Specialists in the colonial coinage of Spanish America as well as shipwreck coins and artifacts of all nations. In addition to publishing several catalogs per year, Mr. Sedwick is a regular vendor at major international coin shows, including FUN, CICF, and ANA.

 Collecting Peruvian Gold Cobs

by Daniel Frank Sedwick

 (to be published in our upcoming catalog: Treasure and World Coin Auction #12 October 25-26, 2012) 

Daniel Frank Sedwick, LLC Professional numismatists specializing in the colonial coinage of Spanish America, shipwreck cob coins and artifacts of all nations. Daniel Frank Sedwick, LLC Professional numismatists specializing in the colonial coinage of Spanish America, shipwreck cob coins and artifacts of all nations.

Serious coin collectors generally concentrate on perfection—the more perfect the coin, the more desirable and valuable it is. As a result many of them shy away from cobs, which, being hand-struck on hand-cut flans, are understandably less than perfect. The gold cobs of Lima and Cuzco, Peru, however, are the exception, and their beautiful design and execution are finally getting the attention they deserve from an increasing cadre of new collectors of means all over the world, with still many decades to go before these coins hit the six-figure levels of comparable US coins.[1]

 

Lima Gold Cobs 1715 Fleet Lima, Peru, cobs choice set: 8 escudos 1712M, 4 escudos 1710M,

Lima, Peru, cobs choice set: 8 escudos 1712M, 4 escudos 1710M,

2 escudos 1710H and 1 escudo 1710H. From the 1715 Fleet.

 

For starters, the Peruvian gold-cob series is eminently collectible, with nearly all the years of 1696-1750 more or less available with time and patience, at least in the 8 escudos, as the smaller gold coins are less common overall (note also that we are excluding the unauthorized issues of 1659, which are somewhat conjectural). That is not to say that Peruvian gold cobs are common; in fact the opposite is the case, as generally these coins were shipped to Spain and melted.[2] Not surprisingly, much of the market supply of these coins comes from several different shipwreck finds, particularly the 1715 Fleet[3] but also the Loosdrecht (1719), the 1733 Fleet and the Luz (1752).[4] Type-collectors enjoy the fact that Peruvian gold cobs cover four reigns—Charles II, Philip V, Louis I and Ferdinand VI—while numerous die-varieties (overdates, legend lettering and interior ornamentation) present challenges for advanced collectors. Perhaps most important, the gold cobs of Peru have a unique design, which was not made at any other Old World or New World Spanish mint.

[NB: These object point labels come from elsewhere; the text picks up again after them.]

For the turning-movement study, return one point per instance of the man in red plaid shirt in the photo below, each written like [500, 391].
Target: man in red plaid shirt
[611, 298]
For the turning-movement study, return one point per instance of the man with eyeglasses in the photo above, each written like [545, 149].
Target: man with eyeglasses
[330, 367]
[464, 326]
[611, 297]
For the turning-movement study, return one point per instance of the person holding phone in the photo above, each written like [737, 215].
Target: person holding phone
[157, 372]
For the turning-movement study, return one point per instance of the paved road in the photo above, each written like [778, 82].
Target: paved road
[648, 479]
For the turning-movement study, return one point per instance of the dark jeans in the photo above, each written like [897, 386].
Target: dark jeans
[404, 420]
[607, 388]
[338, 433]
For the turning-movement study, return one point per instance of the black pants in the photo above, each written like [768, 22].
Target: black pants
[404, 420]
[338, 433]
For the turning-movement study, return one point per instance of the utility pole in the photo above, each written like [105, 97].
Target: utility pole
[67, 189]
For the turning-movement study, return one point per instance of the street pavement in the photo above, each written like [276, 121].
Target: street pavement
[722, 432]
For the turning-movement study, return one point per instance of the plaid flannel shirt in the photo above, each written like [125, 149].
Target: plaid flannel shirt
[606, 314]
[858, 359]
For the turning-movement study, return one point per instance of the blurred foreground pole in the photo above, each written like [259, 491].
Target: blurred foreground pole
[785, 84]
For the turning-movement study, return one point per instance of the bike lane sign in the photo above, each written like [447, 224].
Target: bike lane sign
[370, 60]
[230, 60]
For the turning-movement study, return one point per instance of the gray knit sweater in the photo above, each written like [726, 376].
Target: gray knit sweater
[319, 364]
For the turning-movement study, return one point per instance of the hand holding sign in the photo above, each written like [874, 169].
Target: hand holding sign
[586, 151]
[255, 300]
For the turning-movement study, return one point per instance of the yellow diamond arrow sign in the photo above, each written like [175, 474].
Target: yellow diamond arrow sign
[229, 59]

This masterful design reflects the fact that silver cobs in Peru were struck for well over 100 years before gold cobs, through periods of mint closure, fraud, scandal and redesign. By the time the Lima mint had begun to strike gold in 1696, it had already been decided that one side of each coin should show castles and lions within a cross on the obverse and a tic-tac-toe design consisting of mintmark, assayer, date and the PLVS VLTRA motto on the reverse. (The simpler 1 escudo bears only mintmark-assayer flanking and date below a castle on obverse and plain cross on reverse.) While the Peruvian engravers never achieved total consistency with the legends (also the quality of details declined steadily over the years), the basic inner design NEVER changed except for ornamentation. Why mess with success?

But it is the execution of this design that is remarkable in Peruvian gold cobs, for practically every specimen is well centered, with clear date and assayer and mintmark and usually with most of the characters in the legends at least partially visible, on a round flan of uniform thickness and consistent weight (albeit about an eighth of a gram below the standard of 27.064 grams). Compare this to the odd-shaped and haphazardly struck gold cobs of Mexico and Colombia, which seldom show clear dates, mintmarks and assayers. Also, there are no specially produced, six-figure Peruvian gold-cob “royals” (round presentation pieces) to relegate the rest of the coins to second class (although a few early issues are so round and broad as to be considered “pseudo-Royals” by some researchers).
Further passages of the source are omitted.